When Bill Canis was 14, he lived in a 200-year-old home in west New York state, with a very old, giant Elm tree on the property that Canis loved very much. Long after his family moved, Canis read in a newspaper that an application to build a gas station on his family’s old property had been submitted, and a City Council public hearing on the matter was scheduled. At the subsequent hearing, the application was approved — the 200-year-old home was leveled, and the giant Elm tree was chopped down.
“If it had been in the name of progress, if a school had gone there, that would have been one thing,” said Canis, who currently resides in Great Falls with his family. “But it was for a gas station, and you know what? Ten years later that gas station was abandoned because that corner wasn’t a good location for a gas station.”
The wasteful destruction of his former home and beloved Elm tree left a lasting mark on Canis. Today, as a member of the Great Falls Citizens Association (GFCA) and the leader of the organization’s Heritage Tree Project, Canis is determined to prevent such loss from happening in Great Falls.
THE ONGOING Heritage Tree Census has been the key component to the Great Falls Citizens Association Heritage Tree Project. Last September, Canis issued a challenge to the residents of Great Falls to find, document and submit for consideration, the largest trees they could find in the community.
Canis has been accepting submissions all year, and will continue to do so through May, at which time, all of the submitted tree entries will be recorded, reviewed and compared. The largest tree of those submitted will be announced as “the winner” of the Heritage Tree Census at this year’s Great Falls Fourth of July celebration. According to Canis, 130 trees have already been nominated for the project.
“We’d like to have this completed by the end of our next fiscal year, which is the end of June,” said Jackie Taylor, president of the Great Falls Citizens Association.
Canis says that he believes the tree census is important because large trees are an essential part of the semi-rural character of the Great Falls community.
“A lot of us moved here because of the woods, and one of the things that tells us this used to be a farm community are the big trees,” said Canis at the March 10 Great Falls Citizens Association general session. “Trees are the anchor of what this town used to be … if all the big trees in Great Falls are lost, we will lose that semi-rural feel.”
Entering a tree into the Heritage Tree Census is relatively easy.
“All you need is a tape measure and a piece of string,” said Canis.

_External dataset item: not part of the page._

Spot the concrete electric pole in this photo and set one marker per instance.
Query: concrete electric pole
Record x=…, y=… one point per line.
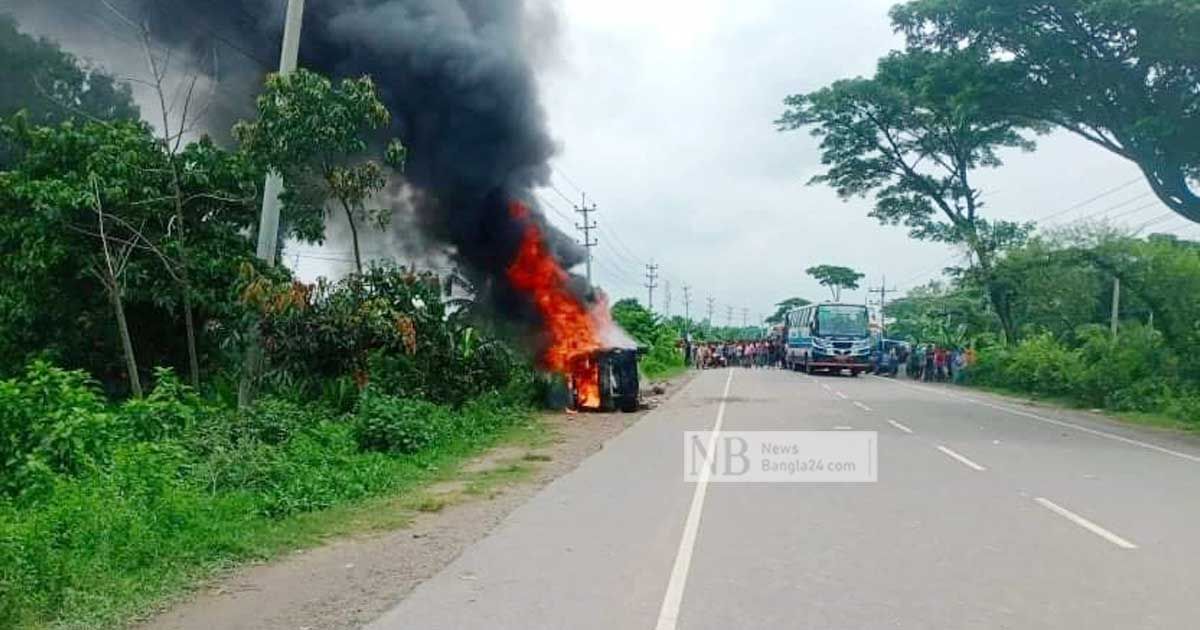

Residents who have large trees on their property, or know of a large tree in the Great Falls area, simply need to wrap the string around the trunk of the tree and then measure the length with a tape measure. Once the measurements have been tabulated, they can be submitted to the census via an online tree registration form at www.gfcitizens.com, or a paper form, available from Bill Canis.
LOCAL RESIDENT and artist Marcia Fouquet attended the April 10 Great Falls Citizens Association general session for the sole purpose of finding out more about the Heritage Tree Census. Fouquet resides on a property off of Walker Road known as Shady Oak.
“I have a big tree on my property,” said Fouqet. “I’m the owner of the ‘Shady Oak.’”
Fouquet said she intended to measure and submit her “shady Oak” the following day.
Canis hopes that many people will participate in the tree census, as it will have a long-lasting impact on the community.
“You might live here now and in five years move away, but the inventory lives on,” said Canis.
He added that it is important to document and preserve as many large trees as possible because community awareness will help to protect them from being pushed aside in the name of development. Canis cited several sad examples of such instances in Great Falls — a 300-year-old Beech tree on a residential property on Beech Mill Road, and the 120-year-old White Oak tree on Walker Road that was killed when a power utility box had to be moved just a few feet.
“We don’t lose all of these big trees at once,” said Canis. “There’s not a big flashing neon sign that says ‘hey everyone, Great Falls is about to lose all of its trees.’ We lose all of these assets one by one.”